The Colts have a league-high 52 plays that have gained 20 yards or more, and a league-high 48 of those plays were via pass. Luck barely moved in the pocket on the above play, but we've seen plenty of plays from the Colts which have been an immediate result of Luck's mobility.
Luck is respected for his legs, both in his willingness to tuck the ball and run when plays break down and in his ability to extend plays by moving around behind the line of scrimmage while keeping his eyes downfield.
The latter is probably a more dangerous weapon than the former, though he can hurt a defense with both.
On 1st-and-goal at the 7-yard line with 31 seconds remaining in the first half against the Jacksonville Jaguars, it looked like the defensive line might collapse the pocket on Luck.
Luck in the pocket is like a deer in the woods.
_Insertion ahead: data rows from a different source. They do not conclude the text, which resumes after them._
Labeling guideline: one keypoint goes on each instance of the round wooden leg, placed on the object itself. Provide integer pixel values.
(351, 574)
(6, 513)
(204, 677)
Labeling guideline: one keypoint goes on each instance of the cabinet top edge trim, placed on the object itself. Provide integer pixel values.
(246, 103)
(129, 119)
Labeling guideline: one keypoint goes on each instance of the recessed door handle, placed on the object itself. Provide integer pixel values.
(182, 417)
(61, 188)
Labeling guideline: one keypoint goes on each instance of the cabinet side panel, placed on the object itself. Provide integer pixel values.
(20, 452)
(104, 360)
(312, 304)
A hunter can't move too quickly in targeting its game. The defense generated just enough pressure to scare Luck out of the pocket, but not enough to keep him in it.
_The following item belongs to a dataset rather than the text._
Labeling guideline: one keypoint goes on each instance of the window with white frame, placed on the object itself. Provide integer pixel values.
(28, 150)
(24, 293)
In fact, the Jaguars gave Luck an easy out by failing to contain the perimeter of the pocket, allowing Luck to roll to his right (the comfortable way to roll for a right-handed quarterback). The play was initially well-covered, but with a few steps out of the pocket, Luck bought Coby Fleener some more time to get open and find the soft spot in coverage. Fleener did just that, and Luck found him in front of the end zone, scoring a touchdown
Now, we've come to a weakness. Yes, it's possible for a quarterback who is on pace to set a record for passing yards to have weaknesses in his game, and although he may be the next big thing among NFL quarterbacks, he's not quite there yet, and one reason is erratic decision making.
Colts quarterback coach Clyde Christensen acknowledges that the mistakes are still happening, but Luck has improved his ability to quickly understand what caused the mistake to happen.
"Now, there's a lot more of coming to the sideline and (saying), 'Aha, here's what happened,'" Christensen said, according to Stephen Holder of the Indianapolis Star. "He knows exactly what's taking place. Now we need to translate that into an aggressive mode where you see it before it happens. Then you've got something."
A defense can capitalize if it waits for Luck to make mistakes, because he will make them during the course of the game.
On 2nd-and-5 with 14:25 left in the second quarter against the Pittsburgh Steelers, Luck threw a pick-six that gave Pittsburgh a 21-3 lead. Wide receiver Hakeem Nicks (circled in yellow) ran a 10-yard hitch on the left side. The Steelers dropped back in zone coverage, and cornerback William Gay (circled in black) saw the pattern develop and broke on it before the ball was thrown.
Luck later characterized it as a "stupid" throw, and that's a fair assessment with the amount (read: lack) of space between Nicks and Gay when Luck released the ball. Throwing it blind, without looking before deciding to throw, didn't help.
Maybe it's the playmaker mentality in him, but he will often hold the ball hoping one of his receivers will come open downfield, or try fitting the ball into a tight window. According to ProFootballFocus.com, Luck has the NFL's 10th-highest average time in the pocket (2.76 seconds) and eighth-highest average time before attempting a pass (2.63 seconds).
On 2nd-and-1 with 1:10 left in the first quarter against the Baltimore Ravens, Luck tried a deep shot to wide receiver T.Y. Hilton on a deep post pattern. As he tried to step into the throw, he was drilled by defensive tackle Haloti Ngata, but he felt he could still get the ball out in time and still put it in the right spot. He was dead wrong, though. He underthrew the pass into double coverage, and was lucky not to be intercepted.
Luck has all the tools, but like anyone in the NFL, he is not mistake-proof. An opponent will have its opportunities to capitalize, but an inability to do so could give Luck all the wiggle room he needs to overcome the mistake.
Luck is developing into one of the best quarterbacks in the NFL, but he will still give his opponents opportunities to prove he's not there yet.